When abroad and at home, your ability to match company culture and remain aware and respectful of your peers’ idiosyncrasies and values plays a large role in how well you’re received, and potentially, it can have widespread effects on the energy and even the productivity within the space. While living abroad, culture fit becomes synonymous with sensitivity and respect. Not only must you observe local traditions and abide by a set of social mores that may not come naturally, you also must learn where your place is as an American in another country. What I mean is that you must understand how to be inquisitive and curious without overstepping boundaries and appearing condescending. Those skills can be applied in any office, regardless of location. Working in another country may present a clearer set of boundaries and cultural norms for you to navigate, but every office is going to have a social component that requires some amount of emotional intelligence to thrive in, even if it’s as simple as abiding by the dress code or participating in the interoffice softball league.
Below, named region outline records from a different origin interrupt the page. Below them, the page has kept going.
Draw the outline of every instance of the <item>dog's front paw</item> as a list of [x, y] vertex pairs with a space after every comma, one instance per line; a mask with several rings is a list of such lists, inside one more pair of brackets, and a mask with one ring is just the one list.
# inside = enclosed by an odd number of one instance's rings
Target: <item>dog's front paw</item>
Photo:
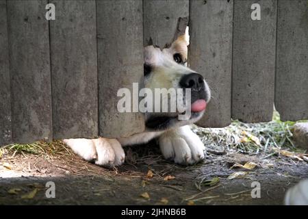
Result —
[[159, 137], [159, 143], [164, 157], [177, 164], [193, 164], [205, 158], [205, 147], [189, 126], [165, 132]]
[[96, 164], [112, 168], [124, 163], [125, 154], [116, 139], [75, 138], [64, 140], [64, 142], [82, 158]]

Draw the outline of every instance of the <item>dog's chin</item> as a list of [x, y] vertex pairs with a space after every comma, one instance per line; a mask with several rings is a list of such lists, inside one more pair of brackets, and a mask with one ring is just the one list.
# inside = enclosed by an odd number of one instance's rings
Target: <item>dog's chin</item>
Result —
[[[147, 131], [161, 131], [175, 127], [193, 124], [203, 116], [205, 110], [191, 112], [189, 119], [179, 119], [180, 115], [151, 115], [146, 121]], [[184, 115], [185, 113], [181, 114]]]

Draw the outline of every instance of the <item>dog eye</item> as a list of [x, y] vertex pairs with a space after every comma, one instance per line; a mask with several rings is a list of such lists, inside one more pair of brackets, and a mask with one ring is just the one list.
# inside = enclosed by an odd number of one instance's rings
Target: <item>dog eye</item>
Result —
[[173, 59], [175, 60], [175, 62], [183, 64], [183, 60], [180, 53], [175, 53], [175, 55], [173, 55]]
[[148, 75], [152, 71], [152, 67], [149, 64], [143, 64], [143, 75], [144, 76]]

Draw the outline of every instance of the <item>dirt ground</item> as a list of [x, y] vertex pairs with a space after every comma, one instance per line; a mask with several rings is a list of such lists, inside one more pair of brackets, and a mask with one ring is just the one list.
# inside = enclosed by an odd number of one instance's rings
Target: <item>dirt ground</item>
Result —
[[[203, 164], [185, 167], [162, 159], [154, 142], [125, 152], [125, 164], [113, 170], [73, 153], [52, 158], [5, 154], [0, 159], [0, 205], [282, 205], [285, 191], [308, 178], [308, 163], [276, 155], [211, 151]], [[257, 165], [230, 168], [247, 162]], [[246, 172], [244, 178], [228, 179], [237, 172]], [[213, 179], [214, 185], [204, 183]], [[48, 181], [55, 183], [54, 198], [45, 195]], [[251, 196], [254, 181], [260, 183], [260, 198]]]

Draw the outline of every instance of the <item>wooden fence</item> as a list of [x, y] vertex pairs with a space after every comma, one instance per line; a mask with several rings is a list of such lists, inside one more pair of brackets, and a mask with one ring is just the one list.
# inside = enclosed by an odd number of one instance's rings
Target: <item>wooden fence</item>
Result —
[[0, 0], [0, 145], [142, 131], [116, 92], [142, 84], [150, 38], [164, 47], [188, 23], [189, 64], [213, 96], [198, 125], [269, 121], [274, 103], [308, 118], [307, 0]]

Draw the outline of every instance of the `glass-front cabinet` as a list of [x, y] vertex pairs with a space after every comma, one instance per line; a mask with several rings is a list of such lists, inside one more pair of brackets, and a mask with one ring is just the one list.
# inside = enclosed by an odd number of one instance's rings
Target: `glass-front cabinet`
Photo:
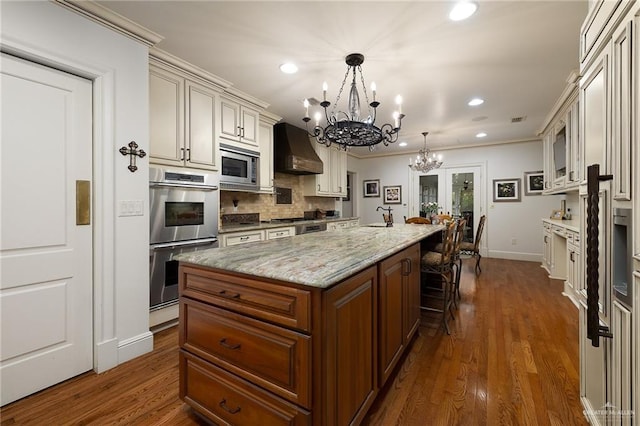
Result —
[[568, 81], [569, 85], [540, 131], [544, 144], [545, 194], [577, 191], [582, 181], [577, 74], [573, 72]]

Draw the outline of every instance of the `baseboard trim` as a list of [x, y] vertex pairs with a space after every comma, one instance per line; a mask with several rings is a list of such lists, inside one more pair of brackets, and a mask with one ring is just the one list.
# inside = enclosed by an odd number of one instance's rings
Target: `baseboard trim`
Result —
[[93, 352], [93, 369], [96, 373], [105, 372], [118, 365], [118, 339], [109, 339], [96, 343]]
[[153, 350], [153, 333], [147, 331], [118, 344], [118, 364], [137, 358]]
[[542, 254], [540, 253], [520, 253], [514, 251], [489, 250], [487, 257], [508, 260], [524, 260], [527, 262], [542, 262]]

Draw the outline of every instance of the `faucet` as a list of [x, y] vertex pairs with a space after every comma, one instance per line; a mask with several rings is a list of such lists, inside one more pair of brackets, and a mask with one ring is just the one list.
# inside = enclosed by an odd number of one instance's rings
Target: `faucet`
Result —
[[382, 213], [382, 218], [384, 219], [384, 222], [387, 224], [387, 228], [393, 226], [393, 215], [391, 214], [391, 207], [385, 209], [382, 206], [378, 206], [376, 211], [380, 211], [380, 210], [387, 212], [387, 214]]

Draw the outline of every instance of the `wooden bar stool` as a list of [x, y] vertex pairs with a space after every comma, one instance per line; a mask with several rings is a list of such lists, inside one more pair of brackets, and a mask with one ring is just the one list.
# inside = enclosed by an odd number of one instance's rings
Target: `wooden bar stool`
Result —
[[[452, 275], [452, 255], [453, 255], [453, 239], [454, 239], [455, 222], [449, 222], [443, 232], [442, 251], [428, 251], [422, 255], [420, 261], [420, 271], [422, 275], [420, 309], [424, 311], [442, 313], [442, 325], [447, 334], [451, 334], [447, 316], [453, 318], [452, 294], [454, 291], [454, 280]], [[437, 277], [434, 281], [437, 286], [428, 286], [428, 277]], [[428, 299], [436, 299], [442, 301], [442, 309], [428, 306], [425, 301]]]

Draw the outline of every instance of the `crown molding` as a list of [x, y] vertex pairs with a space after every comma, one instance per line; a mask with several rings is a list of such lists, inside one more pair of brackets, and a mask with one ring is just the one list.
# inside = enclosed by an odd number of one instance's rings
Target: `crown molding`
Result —
[[108, 9], [92, 0], [51, 0], [72, 12], [97, 22], [117, 33], [151, 47], [164, 39], [158, 33]]

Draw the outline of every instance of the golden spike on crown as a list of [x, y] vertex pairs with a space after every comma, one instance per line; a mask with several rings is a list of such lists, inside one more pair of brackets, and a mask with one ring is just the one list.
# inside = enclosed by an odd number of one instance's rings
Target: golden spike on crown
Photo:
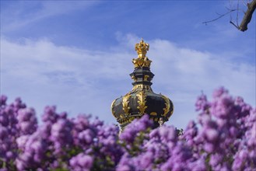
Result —
[[145, 43], [143, 41], [143, 38], [139, 42], [139, 44], [135, 44], [135, 51], [137, 51], [139, 55], [138, 57], [145, 57], [147, 51], [149, 49], [149, 44]]
[[139, 44], [135, 44], [135, 51], [138, 53], [138, 58], [132, 59], [132, 63], [135, 65], [135, 68], [142, 68], [148, 67], [150, 68], [150, 61], [146, 56], [146, 52], [149, 49], [149, 44], [143, 41], [143, 38], [139, 42]]

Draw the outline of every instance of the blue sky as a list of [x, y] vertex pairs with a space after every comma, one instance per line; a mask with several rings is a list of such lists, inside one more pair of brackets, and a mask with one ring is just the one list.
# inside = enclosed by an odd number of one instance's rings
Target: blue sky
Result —
[[[241, 9], [243, 1], [240, 3]], [[232, 4], [233, 3], [233, 4]], [[47, 105], [71, 117], [116, 123], [113, 99], [132, 88], [141, 37], [150, 44], [152, 86], [174, 103], [168, 124], [196, 119], [194, 104], [223, 86], [255, 106], [255, 14], [242, 33], [230, 1], [1, 1], [1, 94], [20, 96], [38, 117]], [[240, 13], [240, 19], [242, 18]], [[236, 20], [236, 13], [231, 16]]]

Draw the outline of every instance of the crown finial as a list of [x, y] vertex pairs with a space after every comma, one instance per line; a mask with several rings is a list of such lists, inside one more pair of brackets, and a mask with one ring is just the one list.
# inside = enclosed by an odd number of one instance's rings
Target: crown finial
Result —
[[135, 44], [135, 51], [139, 54], [139, 58], [145, 57], [147, 51], [149, 49], [149, 44], [144, 42], [143, 38], [139, 44]]
[[135, 44], [135, 51], [138, 53], [138, 58], [132, 59], [135, 68], [148, 67], [150, 68], [151, 61], [146, 56], [147, 51], [149, 49], [149, 44], [142, 40]]

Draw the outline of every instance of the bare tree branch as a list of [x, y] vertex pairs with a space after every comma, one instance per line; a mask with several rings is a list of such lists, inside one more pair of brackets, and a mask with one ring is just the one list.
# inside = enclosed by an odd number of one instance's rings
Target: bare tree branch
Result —
[[[254, 1], [256, 1], [256, 0], [254, 0]], [[217, 17], [217, 18], [216, 18], [216, 19], [212, 19], [212, 20], [209, 20], [209, 21], [206, 21], [206, 22], [203, 22], [202, 23], [207, 25], [207, 23], [211, 23], [211, 22], [214, 22], [214, 21], [216, 21], [216, 20], [218, 20], [219, 19], [220, 19], [220, 18], [225, 16], [226, 15], [228, 15], [229, 13], [230, 13], [230, 12], [234, 12], [234, 11], [236, 11], [236, 10], [237, 10], [237, 9], [230, 9], [230, 11], [226, 12], [225, 14], [222, 14], [222, 15], [220, 15], [220, 16], [219, 16], [219, 17]]]
[[239, 26], [239, 30], [240, 31], [246, 31], [247, 30], [247, 26], [251, 22], [252, 15], [256, 9], [256, 0], [253, 0], [251, 3], [247, 4], [247, 10], [246, 11], [243, 20]]

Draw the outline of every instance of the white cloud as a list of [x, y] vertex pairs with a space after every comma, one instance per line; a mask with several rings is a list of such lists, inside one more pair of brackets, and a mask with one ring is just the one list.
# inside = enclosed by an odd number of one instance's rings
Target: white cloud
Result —
[[[56, 104], [59, 111], [91, 113], [114, 122], [110, 105], [132, 89], [128, 74], [136, 57], [132, 50], [139, 38], [119, 34], [117, 40], [119, 44], [108, 51], [94, 51], [60, 47], [47, 40], [21, 44], [2, 39], [1, 93], [11, 100], [20, 96], [39, 115], [44, 106]], [[184, 127], [196, 117], [194, 103], [201, 90], [211, 96], [220, 86], [255, 104], [255, 66], [234, 63], [232, 57], [223, 56], [232, 52], [198, 51], [163, 40], [147, 42], [155, 74], [153, 89], [174, 103], [170, 124]]]

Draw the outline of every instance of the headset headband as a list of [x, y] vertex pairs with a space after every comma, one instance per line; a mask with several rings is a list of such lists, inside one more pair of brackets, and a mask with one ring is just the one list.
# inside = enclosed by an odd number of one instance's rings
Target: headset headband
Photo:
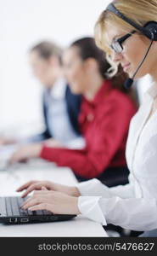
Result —
[[127, 22], [128, 24], [130, 24], [131, 26], [132, 26], [133, 27], [135, 27], [136, 29], [137, 29], [138, 31], [140, 31], [143, 34], [144, 34], [149, 39], [152, 38], [152, 32], [150, 31], [149, 31], [148, 29], [143, 27], [141, 26], [139, 26], [138, 24], [137, 24], [133, 20], [130, 20], [129, 18], [126, 17], [123, 14], [121, 14], [115, 7], [115, 5], [113, 3], [109, 3], [108, 5], [108, 7], [106, 8], [106, 10], [109, 10], [109, 11], [114, 13], [115, 15], [116, 15], [117, 16], [119, 16], [121, 19], [122, 19], [123, 20], [125, 20], [126, 22]]

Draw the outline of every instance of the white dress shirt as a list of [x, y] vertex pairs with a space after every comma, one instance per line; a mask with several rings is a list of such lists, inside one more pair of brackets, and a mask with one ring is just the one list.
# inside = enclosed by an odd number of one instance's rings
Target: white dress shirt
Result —
[[157, 229], [157, 111], [150, 116], [156, 96], [157, 88], [153, 85], [131, 121], [126, 151], [129, 183], [114, 188], [98, 179], [78, 183], [81, 214], [103, 225]]

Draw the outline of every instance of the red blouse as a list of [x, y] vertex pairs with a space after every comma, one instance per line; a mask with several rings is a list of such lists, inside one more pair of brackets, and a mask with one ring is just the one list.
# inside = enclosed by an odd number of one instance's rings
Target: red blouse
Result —
[[93, 101], [83, 97], [79, 125], [83, 149], [43, 146], [40, 157], [68, 166], [82, 177], [99, 176], [108, 167], [125, 166], [129, 124], [137, 109], [128, 96], [104, 81]]

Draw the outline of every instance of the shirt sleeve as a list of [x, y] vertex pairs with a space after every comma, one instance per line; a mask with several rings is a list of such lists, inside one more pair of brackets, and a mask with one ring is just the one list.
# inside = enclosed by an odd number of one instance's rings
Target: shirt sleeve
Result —
[[[126, 138], [135, 108], [132, 105], [123, 107], [114, 99], [104, 112], [102, 109], [93, 133], [90, 137], [88, 136], [86, 148], [75, 150], [44, 146], [40, 156], [59, 166], [69, 166], [78, 176], [86, 178], [98, 177], [109, 166]], [[123, 162], [125, 165], [125, 157]]]
[[138, 231], [157, 228], [157, 204], [154, 198], [80, 196], [78, 207], [82, 215], [103, 225], [112, 224]]
[[76, 184], [81, 195], [89, 196], [103, 196], [109, 198], [113, 196], [120, 196], [121, 198], [134, 197], [133, 184], [132, 182], [126, 185], [115, 186], [108, 188], [97, 178], [82, 182]]

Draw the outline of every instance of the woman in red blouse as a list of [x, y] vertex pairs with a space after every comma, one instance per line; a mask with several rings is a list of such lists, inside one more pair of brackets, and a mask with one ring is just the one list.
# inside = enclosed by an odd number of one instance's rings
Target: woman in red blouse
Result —
[[70, 167], [81, 180], [99, 177], [110, 185], [107, 179], [113, 177], [112, 185], [115, 185], [115, 176], [127, 175], [126, 142], [130, 120], [136, 113], [133, 101], [122, 90], [121, 78], [125, 80], [126, 77], [123, 74], [111, 80], [106, 77], [110, 65], [92, 38], [73, 43], [65, 50], [63, 63], [72, 92], [82, 95], [79, 124], [86, 146], [65, 148], [54, 140], [31, 144], [14, 153], [10, 163], [41, 157]]

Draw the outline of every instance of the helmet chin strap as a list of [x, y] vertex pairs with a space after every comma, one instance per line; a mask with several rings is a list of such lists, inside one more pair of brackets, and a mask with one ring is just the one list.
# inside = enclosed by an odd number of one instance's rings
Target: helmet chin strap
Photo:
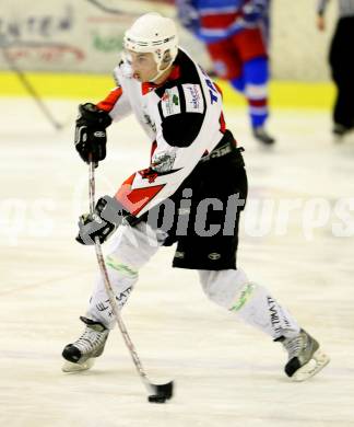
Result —
[[173, 65], [173, 61], [169, 61], [168, 67], [164, 68], [163, 70], [161, 69], [161, 64], [157, 66], [157, 73], [149, 80], [150, 83], [154, 83], [161, 76], [167, 71]]

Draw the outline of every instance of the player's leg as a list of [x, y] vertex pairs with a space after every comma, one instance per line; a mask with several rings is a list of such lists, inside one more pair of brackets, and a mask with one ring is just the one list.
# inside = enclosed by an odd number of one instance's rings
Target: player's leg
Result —
[[271, 145], [274, 142], [274, 138], [266, 130], [266, 122], [269, 116], [269, 65], [261, 31], [258, 28], [244, 30], [233, 37], [233, 43], [241, 60], [244, 92], [249, 105], [253, 136], [257, 140]]
[[[121, 226], [113, 238], [105, 261], [119, 309], [127, 302], [138, 281], [140, 267], [148, 263], [163, 242], [160, 235], [141, 222], [135, 227]], [[85, 324], [82, 335], [68, 344], [62, 353], [67, 360], [63, 370], [67, 372], [91, 368], [94, 358], [104, 350], [109, 330], [115, 326], [115, 316], [101, 275], [96, 277], [87, 312], [80, 319]]]
[[238, 51], [231, 38], [206, 45], [216, 74], [228, 80], [238, 92], [245, 92], [245, 80], [241, 74], [241, 62]]

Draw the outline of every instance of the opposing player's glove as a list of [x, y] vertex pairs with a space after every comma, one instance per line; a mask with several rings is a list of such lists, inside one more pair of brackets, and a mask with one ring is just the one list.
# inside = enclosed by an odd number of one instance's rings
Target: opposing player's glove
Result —
[[97, 163], [106, 157], [106, 128], [111, 124], [109, 114], [86, 103], [79, 105], [75, 128], [75, 149], [81, 159], [88, 163], [90, 159]]
[[198, 34], [200, 28], [198, 10], [192, 0], [176, 0], [178, 20], [190, 32]]
[[243, 8], [245, 26], [253, 26], [264, 13], [267, 0], [252, 0]]
[[98, 238], [99, 243], [105, 242], [128, 214], [116, 198], [101, 197], [93, 215], [84, 214], [79, 218], [76, 241], [81, 244], [92, 245]]

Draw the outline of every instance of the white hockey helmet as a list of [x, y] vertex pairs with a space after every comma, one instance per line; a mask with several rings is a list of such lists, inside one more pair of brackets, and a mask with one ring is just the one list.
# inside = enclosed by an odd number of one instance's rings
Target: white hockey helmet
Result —
[[[146, 13], [126, 31], [123, 47], [137, 53], [152, 53], [157, 65], [156, 80], [164, 70], [161, 69], [163, 61], [168, 60], [170, 66], [178, 53], [178, 35], [174, 21], [162, 16], [160, 13]], [[167, 55], [168, 54], [168, 55]]]

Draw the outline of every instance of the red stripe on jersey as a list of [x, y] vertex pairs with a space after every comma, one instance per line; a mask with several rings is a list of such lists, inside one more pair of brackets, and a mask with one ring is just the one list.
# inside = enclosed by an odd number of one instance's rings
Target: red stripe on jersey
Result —
[[233, 12], [202, 15], [200, 22], [203, 28], [225, 30], [231, 26], [237, 20], [237, 18], [240, 16], [240, 12]]
[[220, 123], [220, 131], [221, 131], [222, 134], [225, 134], [225, 130], [226, 130], [226, 123], [225, 123], [223, 113], [220, 115], [219, 123]]
[[151, 145], [151, 151], [150, 151], [150, 162], [151, 162], [152, 157], [154, 155], [156, 148], [157, 148], [157, 142], [153, 141], [153, 143]]
[[138, 215], [160, 193], [165, 184], [131, 189], [135, 174], [129, 176], [116, 193], [115, 197], [132, 215]]
[[173, 70], [168, 74], [167, 79], [164, 80], [163, 82], [155, 84], [151, 82], [144, 82], [141, 84], [141, 93], [143, 95], [146, 95], [146, 93], [153, 91], [154, 89], [157, 89], [162, 85], [164, 85], [167, 81], [169, 80], [177, 80], [180, 78], [180, 67], [179, 66], [174, 66]]
[[122, 95], [122, 89], [118, 86], [114, 89], [111, 92], [109, 92], [107, 97], [98, 102], [97, 107], [99, 109], [104, 109], [105, 112], [109, 113], [114, 108], [114, 106], [116, 105], [117, 101], [120, 99], [121, 95]]

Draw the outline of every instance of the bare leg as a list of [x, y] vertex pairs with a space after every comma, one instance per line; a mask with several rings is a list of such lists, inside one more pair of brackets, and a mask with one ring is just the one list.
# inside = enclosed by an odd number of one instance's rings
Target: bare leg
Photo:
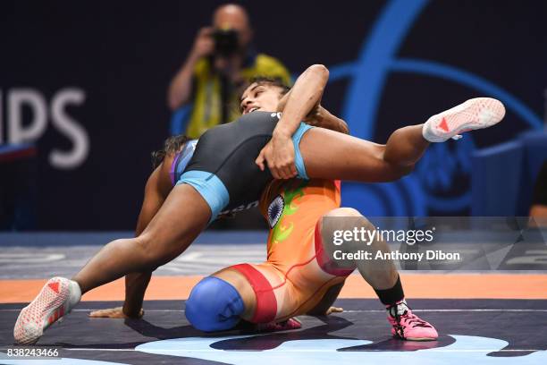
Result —
[[[352, 231], [355, 227], [359, 229], [360, 227], [365, 227], [365, 229], [371, 231], [375, 230], [375, 227], [368, 219], [361, 216], [358, 211], [350, 208], [334, 209], [324, 216], [321, 225], [321, 237], [324, 248], [330, 258], [333, 258], [335, 250], [341, 250], [344, 252], [357, 252], [359, 250], [374, 253], [378, 250], [384, 253], [391, 251], [387, 243], [380, 240], [374, 240], [368, 246], [361, 242], [345, 242], [340, 246], [332, 244], [334, 231]], [[393, 287], [399, 276], [397, 268], [391, 260], [341, 260], [337, 261], [337, 264], [339, 264], [341, 268], [357, 267], [361, 276], [370, 286], [376, 290], [385, 290]]]
[[152, 271], [182, 253], [203, 231], [211, 209], [191, 186], [175, 186], [144, 232], [108, 243], [73, 277], [86, 293], [128, 273]]
[[428, 146], [422, 136], [422, 124], [395, 131], [385, 145], [323, 128], [307, 132], [299, 144], [309, 177], [366, 182], [390, 182], [404, 176], [412, 171]]

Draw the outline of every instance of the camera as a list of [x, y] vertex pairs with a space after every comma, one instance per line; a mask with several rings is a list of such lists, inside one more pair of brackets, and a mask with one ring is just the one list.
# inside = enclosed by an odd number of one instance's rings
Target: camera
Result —
[[239, 36], [234, 30], [215, 30], [213, 33], [215, 39], [215, 53], [221, 55], [231, 55], [239, 48]]

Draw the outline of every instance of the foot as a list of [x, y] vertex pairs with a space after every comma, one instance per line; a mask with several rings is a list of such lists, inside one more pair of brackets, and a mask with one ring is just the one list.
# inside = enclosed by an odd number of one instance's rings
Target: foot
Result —
[[64, 277], [49, 279], [40, 293], [19, 314], [13, 328], [15, 341], [21, 344], [36, 344], [46, 328], [68, 314], [80, 297], [76, 282]]
[[302, 322], [294, 317], [281, 322], [261, 323], [257, 325], [257, 330], [258, 332], [287, 331], [290, 329], [299, 329], [301, 327]]
[[475, 98], [432, 116], [424, 123], [422, 134], [430, 142], [459, 140], [460, 133], [491, 127], [503, 119], [505, 107], [492, 98]]
[[433, 341], [439, 337], [437, 330], [412, 313], [405, 301], [390, 306], [387, 310], [391, 334], [395, 337], [408, 341]]

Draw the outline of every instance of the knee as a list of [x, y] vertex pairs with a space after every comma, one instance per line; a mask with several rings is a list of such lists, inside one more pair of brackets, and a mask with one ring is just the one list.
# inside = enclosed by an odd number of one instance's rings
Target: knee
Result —
[[[332, 216], [358, 218], [358, 220], [351, 219], [349, 222], [348, 222], [348, 224], [350, 224], [351, 225], [358, 224], [360, 226], [364, 226], [366, 229], [375, 229], [374, 225], [373, 225], [368, 219], [363, 216], [363, 215], [361, 215], [358, 210], [354, 209], [353, 208], [337, 208], [336, 209], [332, 209], [324, 216], [324, 217]], [[341, 225], [340, 221], [338, 221], [338, 225]]]
[[326, 213], [324, 216], [362, 216], [358, 210], [353, 208], [337, 208]]
[[174, 250], [176, 245], [159, 245], [158, 239], [149, 233], [135, 238], [135, 251], [139, 253], [143, 265], [147, 269], [155, 270], [176, 258], [181, 252]]
[[232, 328], [244, 310], [241, 296], [231, 284], [208, 276], [192, 289], [185, 313], [194, 327], [213, 332]]

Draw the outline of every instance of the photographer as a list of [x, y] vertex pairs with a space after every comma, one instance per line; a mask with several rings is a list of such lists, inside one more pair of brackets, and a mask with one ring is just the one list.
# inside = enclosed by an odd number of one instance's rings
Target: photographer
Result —
[[257, 75], [290, 83], [287, 69], [275, 58], [257, 54], [245, 9], [216, 9], [213, 26], [202, 28], [182, 68], [173, 79], [168, 103], [173, 111], [193, 101], [186, 134], [198, 138], [207, 129], [239, 117], [238, 88]]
Both hiring managers and job candidates are placing a greater emphasis on whether the office culture seems like the right fit, so much so that in a study out of John Hopkins University, 95% of job candidates polled said that company culture was more important to them than compensation. This makes learning how to be an involved member of the team rather than an outsider who just happens to have a desk in the office all the more necessary.
Research shows that happier, less stressed employees are more engaged, and even physically healthier than their anxiety-ridden and overworked peers, and part of what it takes to maintain an environment conducive to higher levels of productivity is eliminating unnecessary aggravations. When working in another country, the key to reducing excess stressors can be through collaboration and being open to taking a back seat role even if you’re usually the one sitting at the head of the table. Again, to go back to Bryson, it’s about owning up to your ignorance and allowing others, in this case, locals to take charge. Being amenable to relinquishing control over the entirety of a project and instead focusing on your specific responsibilities also shows respect for your co-workers—it demonstrates your trust in their capabilities.
Of course, collaboration is important anywhere you go regardless of whether you have home field advantage or are in need of a translator and a tour guide. There’s a reason why team building exercises are still part of most company retreats—you can’t be a fully functional office if every staff member wants to do something their way and won’t compromise with one another.
While the majority of Americans—with the exception of those in the 21-30 age bracket—eschew working abroad in favor of staying stateside, it might be time for all of us to reconsider our reluctance to leave our comfort zones and find a new desk overseas.